Binomio edilizia-terziario
All’inizio degli anni Settanta i 2/3 degli attivi gravitavano a Reggio, a Catanzaro e a Cosenza nel settore terziario: rispettivamente il 62,2%, il 64% e il 68,6%.
Percentuali più che doppie rispetto alla Calabria (31,1%) e quasi rispetto all’Italia (38,4%). La medesima peculiarità della base occupazionale delle città calabresi era presente nel 1951. Rispetto
al dato assoluto dell’inizio degli anni Cinquanta, la popolazione attiva nel settore delle costruzioni risultava pari al 16,3% a Reggio, al 20,3% a Catanzaro e all’11,7% a Cosenza; dati superiori
alla media regionale (9,8%) e a quella nazionale (7,5%).
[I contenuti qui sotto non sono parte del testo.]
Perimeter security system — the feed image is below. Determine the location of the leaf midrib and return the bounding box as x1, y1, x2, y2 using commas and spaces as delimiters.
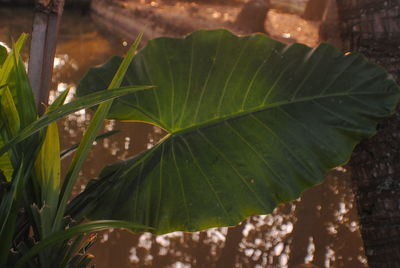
164, 91, 379, 137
Nel 1971 il divario si era ridotto ma dipendeva ancora dall’edilizia la creazione di molte occasioni occupazionali e di reddito per i
residenti. In particolare, anche se Reggio, all’inizio degli anni Cinquanta, presentava una fisionomia produttiva in parte differente dalle altre città, come ha rilevato Domenico Cersosimo, «alla
specializzazione agricola-edilizia-terziaria dell’immediato dopoguerra si sostituirà […] un modello di crescita sempre più incentrato sul binomio blocco edilizio-terziario, ovvero sulle capacità
dei ceti dominanti reggini di intercettare e catturare risorse e occasioni finanziarie esterne in grado di sostenere i redditi e la domanda aggregata locale, senza peraltro riuscire ad attivare
meccanismi di sviluppo endogeno» [1993, 373]. Cfr. anche Cersosimo 1991 e 1994.